HIV Weekly - 19th September 2012

A round-up of the latest HIV news, for people living with HIV in the UK and beyond.

New anti-HIV drugs

HIV services in the UK

The Department of Health has said that due to new commissioning and contractual arrangements, some English NHS trusts “may no longer find it viable to continue to provide HIV treatment services independently”.

In some parts of the country, private companies and other organisations are now providing sexual health services for the NHS. This is likely to happen more and more under NHS reforms.

But this usually involves sexual health services being provided separately from HIV treatment services, rather than both sexual health and HIV services being provided together. This separation can create problems for HIV services, which until now have often relied upon the staff, premises and facilities they have shared with sexual health services.

A stand-alone HIV treatment service may have higher running costs.

In a letter to NHS commissioners (available on the Department of Health website), the deputy NHS chief executive acknowledges the possibility for disruption. Some existing HIV treatment services may close, with patients needing to transfer to new providers and new arrangements, perhaps in a different location.

This is likely to be a particular risk for some smaller clinics where relatively few people with HIV are treated alongside a larger number of people seeking sexual healthcare.

People with HIV using treatment services should be consulted about possible changes, the letter says.

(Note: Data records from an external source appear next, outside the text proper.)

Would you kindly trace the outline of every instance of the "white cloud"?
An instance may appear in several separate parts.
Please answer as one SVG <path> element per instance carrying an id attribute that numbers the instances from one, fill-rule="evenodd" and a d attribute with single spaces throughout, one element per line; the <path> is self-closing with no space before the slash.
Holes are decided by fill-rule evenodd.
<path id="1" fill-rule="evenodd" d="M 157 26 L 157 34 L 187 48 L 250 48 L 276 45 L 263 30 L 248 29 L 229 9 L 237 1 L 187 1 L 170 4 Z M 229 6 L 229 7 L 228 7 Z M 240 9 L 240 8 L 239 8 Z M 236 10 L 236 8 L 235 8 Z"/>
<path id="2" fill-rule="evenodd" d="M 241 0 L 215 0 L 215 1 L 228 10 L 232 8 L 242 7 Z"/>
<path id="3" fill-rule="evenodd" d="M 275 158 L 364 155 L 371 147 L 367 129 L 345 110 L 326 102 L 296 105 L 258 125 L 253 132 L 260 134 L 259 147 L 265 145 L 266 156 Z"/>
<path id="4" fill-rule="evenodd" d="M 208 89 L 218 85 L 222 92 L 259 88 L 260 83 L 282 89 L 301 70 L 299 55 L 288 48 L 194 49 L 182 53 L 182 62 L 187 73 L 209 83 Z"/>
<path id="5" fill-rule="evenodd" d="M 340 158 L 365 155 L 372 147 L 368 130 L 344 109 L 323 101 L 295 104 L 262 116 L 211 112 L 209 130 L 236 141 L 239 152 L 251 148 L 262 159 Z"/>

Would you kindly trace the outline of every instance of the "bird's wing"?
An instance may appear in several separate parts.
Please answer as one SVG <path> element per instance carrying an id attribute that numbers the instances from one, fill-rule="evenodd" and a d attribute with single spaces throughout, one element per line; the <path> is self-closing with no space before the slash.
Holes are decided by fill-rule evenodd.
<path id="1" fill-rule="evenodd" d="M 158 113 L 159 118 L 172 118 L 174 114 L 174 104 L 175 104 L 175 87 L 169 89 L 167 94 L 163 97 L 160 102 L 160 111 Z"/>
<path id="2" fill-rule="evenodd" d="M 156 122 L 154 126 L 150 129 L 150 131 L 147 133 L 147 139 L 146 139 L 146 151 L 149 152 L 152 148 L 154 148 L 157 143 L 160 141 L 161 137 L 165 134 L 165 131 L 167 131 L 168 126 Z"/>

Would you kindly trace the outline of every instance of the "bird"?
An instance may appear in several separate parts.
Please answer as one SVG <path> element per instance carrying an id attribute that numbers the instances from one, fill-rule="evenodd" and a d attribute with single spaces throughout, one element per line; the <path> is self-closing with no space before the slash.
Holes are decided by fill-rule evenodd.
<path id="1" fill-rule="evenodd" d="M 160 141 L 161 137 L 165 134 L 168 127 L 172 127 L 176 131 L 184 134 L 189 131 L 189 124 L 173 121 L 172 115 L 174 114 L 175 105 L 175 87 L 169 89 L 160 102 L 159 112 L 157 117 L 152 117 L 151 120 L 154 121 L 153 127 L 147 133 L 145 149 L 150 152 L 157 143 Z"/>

For more information on the changes to the NHS and ways to get involved, visit our website to read Overhauling health: NHS reform, HIV and patient power.

HIV and ageing

Thanks to effective antiretroviral therapy many people with HIV can expect to live well into old age.

As a result, conditions commonly associated with ageing – for example cardiovascular disease – are becoming an increasingly common cause of serious illness and death in people with HIV.

There is also some concern that the diseases of ageing may be occurring earlier in people with HIV than in the general population.

New research seems to support this theory. Doctors in the US found that falls are as common in middle-aged people with HIV (individuals aged between 45 and 65) as in elderly HIV-negative individuals.

In a three-month period, 30% of people in their study experienced a fall. Multiple serious health conditions increased the risk of falls, as did the use of certain medications, such as antidepressants.

The doctors recommend that middle-aged people should have their risk of falls assessed as part of their routine HIV care.

Another study showed the possible negative impact of HIV on daily function (cooking, washing, cleaning, socialising, shopping and personal finance) can be worsened by ageing.

Depression was especially associated with poorer daily functioning.

The researchers believe this underlines the importance of screening people with HIV for depression and providing the appropriate treatment.

Anal cancer

Low-grade cell changes associated with anal cancer frequently progress in gay men with HIV, new research shows.

Although it is rare, rates of anal cancer are much higher in people with HIV compared to HIV-negative individuals. The highest rates of anal cancer are seen in gay men living with HIV.

Anal cancer is caused by certain strains of the human papillomavirus (HPV). HPV is a common infection, some strains of which can cause genital warts.

HPV can cause cell changes in the anus that can become cancerous. These cell changes are graded according to their severity.

Spanish researchers have found that after one year, 33% of HIV-positive gay men with low-grade pre-cancerous cell changes in the anus experience progression to high-grade changes and 5% developed anal cancer.

Some doctors now believe that all HIV-positive gay and bisexual men aged over 30 should be screened for pre-cancerous anal cell changes on an annual basis. For more information on the screening debate, visit our website to read Everything okay down there?

HIV and hepatitis C

The presence of bacteria from the gut in the blood (bacterial translocation) may be an explanation for the accelerated course of liver disease seen in people who are co-infected with HIV and hepatitis C.

Liver disease caused by hepatitis C is now an important cause of serious illness and death in people who have HIV and hepatitis C co-infection.

Bacterial translocation is known to be associated with an increased risk of some liver diseases. Infection with HIV has also been associated with bacterial translocation.

Researchers in Madrid wanted to see if bacterial translocation was associated with the pace of liver disease in people with co-infection.

Their study involved 255 people with co-infection and 100 people with neither infection.

They found that 96% of the co-infection group had intestinal bacteria in their blood, compared to just 7% of the control group.

Levels of gut bacteria were higher among people with HIV who had a CD4 cell count below 350 compared to people with a CD4 cell count above this level.

Higher levels of intestinal bacteria in the blood were associated with an increased risk of liver fibrosis (hardening of the liver).